Exemplo de manutenção realizada em março de 2012 em uma caldeira a gás metano instalada em outubro de 2010.
- Interior da caldeira de condensação
- Trocador da caldeira
- Detalhe da incrustação
- Incrustação encontrada
- Queimador hemisférico limpo
A caldeira estava muito incrustada e os resíduos de combustão são evidentes, tendo se acumulado na parte inferior do trocador.
Se o aquecedor não passar por manutenção adequada regularmente, a longo prazo, a incrustação e os resíduos de combustão reduzirão a eficiência do sistema e prejudicarão sua segurança. Isso prejudica o consumo de energia e a segurança das pessoas. Um sistema com manutenção adequada reduz o consumo de energia e é mais seguro.
Para realizar a manutenção adequada, o técnico de manutenção deve executar as seguintes operações:
- remover o queimador do corpo da caldeira;
- limpar escrupulosamente o trocador, removendo todas as incrustações também no interior das várias partes;
- limpar o queimador e montá-lo novamente;
- limpar a caldeira de poeira e corpos estranhos, tanto por fora quanto por dentro;
- teste o sistema de adução de gás quanto a vazamentos;
- faça o teste do gás de combustão com indicação dos parâmetros de combustão (incluindo a eficiência);
- verificar se os parâmetros de combustão e o cômodo onde o aquecedor está instalado estão de acordo com os regulamentos;
- Verifique visualmente as condições da chaminé ou do duto de fumaça;
- Verifique a pressão dos vasos de expansão e restaure a pressão de pré-carga correta, se necessário;
- verifique a dureza da água e a presença (se necessário) do sistema de tratamento de água quente doméstica e do circuito de aquecimento;
- sempre preencha o relatório de verificação de eficiência energética ao final das operações, independentemente de a verificação de eficiência energética (teste de gás de combustão) ter sido realizada, o que não está previsto para os sistemas de ar-condicionado de inverno com potência térmica útil não superior a 10 kW e para os sistemas de ar-condicionado de verão com potência térmica útil não superior a 12 kW e para todos aqueles que usam fontes renováveis.
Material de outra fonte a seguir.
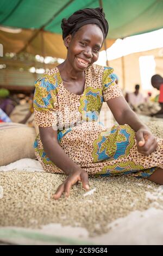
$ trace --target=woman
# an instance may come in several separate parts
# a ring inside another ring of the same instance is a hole
[[[68,196],[79,181],[89,190],[88,174],[131,175],[163,184],[162,140],[131,110],[113,69],[92,65],[108,30],[102,9],[77,11],[61,27],[66,59],[36,81],[34,99],[36,155],[46,171],[67,175],[54,199]],[[103,101],[120,125],[108,129],[96,121]]]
Rendimento de caldeiras que usam combustível gasoso ou líquido
Está disponível no site do Observatório de Energia o INSTRUMENTAL T EST que permite o cálculo da eficiência de caldeiras que utilizam combustível gasoso ou líquido de acordo com o Anexo B do Decreto Presidencial 74 de 16 de abril de 2013.
As caldeiras alimentadas com combustíveis sólidos estão excluídas.
O resultado do teste de eficiência instrumental tem uma tolerância de +/- 2,0, de acordo com a UNi10389-1. Portanto, para levar em conta a incerteza na medição, as leituras do instrumento devem ser aumentadas em 2 pontos antes de serem comparadas aos valores calculados.